Although MySpace Music emphasized the current debut is just the first phase of its business plans, the new service offer free and unlimited ad-supported audio streaming, free playlist functionality, discography and catalogs from Universal, Sony BMG, and Warner Music artists, ringtones by Jamster, and DRM-free music purchases in MP3 format powered by Amazon’s MP3 store. The service will also offer music discovery services, and the ability to "virally" add a friend’s playlist to their own profile, or snag songs from a friend’s profile for their own.
MySpace’s streaming service enables users to stream their preferred music content through a personal player while browsing MySpace or other sites. MySpace users will also be about to search for music by artist, title, and album, and (of course) purchase DRM-free MP3s from a variety of locations within the MySpace universe, including artist profiles, user-created playlists, and even some editorial content.

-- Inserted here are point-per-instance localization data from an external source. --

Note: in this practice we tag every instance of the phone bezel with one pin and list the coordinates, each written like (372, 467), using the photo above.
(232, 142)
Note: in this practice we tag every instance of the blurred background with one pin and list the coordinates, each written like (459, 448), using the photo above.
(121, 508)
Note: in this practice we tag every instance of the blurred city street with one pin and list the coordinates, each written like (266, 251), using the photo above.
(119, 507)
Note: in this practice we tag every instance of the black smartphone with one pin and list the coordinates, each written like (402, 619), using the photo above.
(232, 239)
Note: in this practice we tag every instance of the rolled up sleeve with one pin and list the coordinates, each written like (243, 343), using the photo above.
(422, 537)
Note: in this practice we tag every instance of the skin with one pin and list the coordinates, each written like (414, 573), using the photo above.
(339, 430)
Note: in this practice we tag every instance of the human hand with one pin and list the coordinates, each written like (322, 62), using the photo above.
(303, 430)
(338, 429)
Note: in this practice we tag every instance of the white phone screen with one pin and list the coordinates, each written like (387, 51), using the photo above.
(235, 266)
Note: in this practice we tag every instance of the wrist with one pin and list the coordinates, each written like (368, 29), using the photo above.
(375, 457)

Major advertisers onboard for the MySpace Music launch include Sony Pictures, State Farm, Toyota, and McDonalds; MySpace is keen to let music publishers know that they plan to open a number of ecommerce and "monetization" opportunities within MySpace Music, leveraging what they believe to be their "deep, long-standing ties to the music community"—including the 5 million+ "artists" who have profiles on the site. However, at least at launch, MySpace Music has yet to make deals with a vast number of independent labels: their artists’ music might actually be up on MySpace, but they don’t get to participate in MySpace Music.
MySpace Music is being operated as a joint venture with the major music labels, with each label’s share of the business roughly proportionate to its worldwide market share. That would make Universal Music—the same company that extorted a dollar out of Microsoft for ever Zune sold—the largest label shareholder in the operation. MySpace Music is aimed to position itself as a socially-enabled alternative to iTunes, where used can easily discover music through their friends and profiles of people on the site…in contrast to Apple’s comparatively hygienic and isolated iTunes experience. And, of course, MySpace Music hopes to turn all that user interest in music into not only music sales, but an advertising juggernaut.
Eventually, MySpace Music plans to get into other aspects of the commercial music business, including ticket and merchandise sales.